Now, in a book that is sure to spark controversy, renowned peacemaker Padraig O’Malley argues that the moment for a two-state solution has passed. After examining each issue and speaking with Palestinians and Israelis as well as negotiators directly involved in past summits, O’Malley concludes that even if such an agreement could be reached, it would be nearly impossible to implement given the staggering costs, Palestine’s political disunity and the viability of its economy, rapidly changing demographics, Israel’s continuing political shift to the right, global warming’s effect on the water supply, and more.
In this revelatory, hard-hitting book, O’Malley approaches the key issues pragmatically, without ideological bias, to show that we must find new frameworks for reconciliation if there is to be lasting peace between Palestine and Israel.
In this exhaustively researched work, O'Malley (Shades of Difference), a negotiator of key peace milestones in Northern Ireland, declares that the time for a two-state settlement between Israelis and Palestinians is gone. He explores the relevant history in mind-numbing detail before throwing up his hands and concluding that deeply-rooted "one-sided worldviews and mutual fears" have made the conflict all but intractable. "Each side is attached to its addiction" to recurring bouts of violence that provide cover for their mutual lack of commitment to securing peace. Israel drifts steadily to the right, hardening its stance toward its Arab population and the Palestinians disenfranchised in the Nakba, or "catastrophe," of 1948. Meanwhile, the factional split between Hamas fighters and Fatah, the Palestinian Authority's nominal voice, has left the West Bank and Gaza's Palestinian residents without functioning government.
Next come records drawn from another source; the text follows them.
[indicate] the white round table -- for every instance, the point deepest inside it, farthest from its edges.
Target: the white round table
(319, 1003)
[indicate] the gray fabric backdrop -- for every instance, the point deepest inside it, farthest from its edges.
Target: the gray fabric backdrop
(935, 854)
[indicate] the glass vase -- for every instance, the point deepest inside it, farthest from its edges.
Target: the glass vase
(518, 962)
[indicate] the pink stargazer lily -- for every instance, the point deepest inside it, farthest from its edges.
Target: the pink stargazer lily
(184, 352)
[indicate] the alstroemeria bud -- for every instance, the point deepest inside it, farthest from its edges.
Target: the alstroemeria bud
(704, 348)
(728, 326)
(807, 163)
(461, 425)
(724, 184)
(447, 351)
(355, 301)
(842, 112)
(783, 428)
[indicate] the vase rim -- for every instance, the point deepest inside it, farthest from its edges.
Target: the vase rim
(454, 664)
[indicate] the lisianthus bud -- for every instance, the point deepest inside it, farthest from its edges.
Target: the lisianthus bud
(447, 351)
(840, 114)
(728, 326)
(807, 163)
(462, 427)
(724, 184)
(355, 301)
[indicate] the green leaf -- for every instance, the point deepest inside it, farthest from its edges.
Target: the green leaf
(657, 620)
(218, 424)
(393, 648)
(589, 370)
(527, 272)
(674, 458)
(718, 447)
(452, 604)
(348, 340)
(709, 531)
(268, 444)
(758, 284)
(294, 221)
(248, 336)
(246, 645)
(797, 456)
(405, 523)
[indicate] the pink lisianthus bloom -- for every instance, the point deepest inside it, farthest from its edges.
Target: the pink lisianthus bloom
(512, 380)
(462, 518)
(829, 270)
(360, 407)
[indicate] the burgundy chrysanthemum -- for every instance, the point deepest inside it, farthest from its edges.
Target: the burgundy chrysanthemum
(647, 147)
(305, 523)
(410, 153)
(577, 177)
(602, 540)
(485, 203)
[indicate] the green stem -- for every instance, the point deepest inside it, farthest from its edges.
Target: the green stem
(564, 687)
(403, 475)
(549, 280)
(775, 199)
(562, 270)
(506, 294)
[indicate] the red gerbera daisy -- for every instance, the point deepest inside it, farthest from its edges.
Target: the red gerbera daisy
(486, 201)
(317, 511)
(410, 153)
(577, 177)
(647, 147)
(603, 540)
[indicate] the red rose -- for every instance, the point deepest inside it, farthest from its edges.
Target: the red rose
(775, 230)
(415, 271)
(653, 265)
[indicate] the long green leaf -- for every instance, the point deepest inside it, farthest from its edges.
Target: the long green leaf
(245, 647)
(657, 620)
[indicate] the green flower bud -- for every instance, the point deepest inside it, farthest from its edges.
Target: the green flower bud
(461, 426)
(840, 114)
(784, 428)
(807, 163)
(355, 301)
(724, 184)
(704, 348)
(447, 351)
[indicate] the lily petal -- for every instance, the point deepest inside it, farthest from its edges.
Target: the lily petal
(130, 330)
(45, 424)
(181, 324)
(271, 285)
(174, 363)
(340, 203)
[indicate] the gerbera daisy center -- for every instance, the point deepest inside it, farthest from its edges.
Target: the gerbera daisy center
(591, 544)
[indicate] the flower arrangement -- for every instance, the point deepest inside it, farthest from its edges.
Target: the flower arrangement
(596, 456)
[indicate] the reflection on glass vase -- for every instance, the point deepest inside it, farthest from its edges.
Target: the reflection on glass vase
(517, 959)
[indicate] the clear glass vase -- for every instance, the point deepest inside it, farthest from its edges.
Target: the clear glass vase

The result is a Palestinian militancy that can always win by losing by carrying out doomed military campaigns that place Israel in the position of an oppressive occupying power. There are no heroes in O'Malley's account, and no clear villains either. The situation is exasperating and tragic, but, as O'Malley poignantly asks at the end of his bleak assessment, "Why should I be so presumptuous as to dare provide a vision for people who refuse to provide one for themselves?"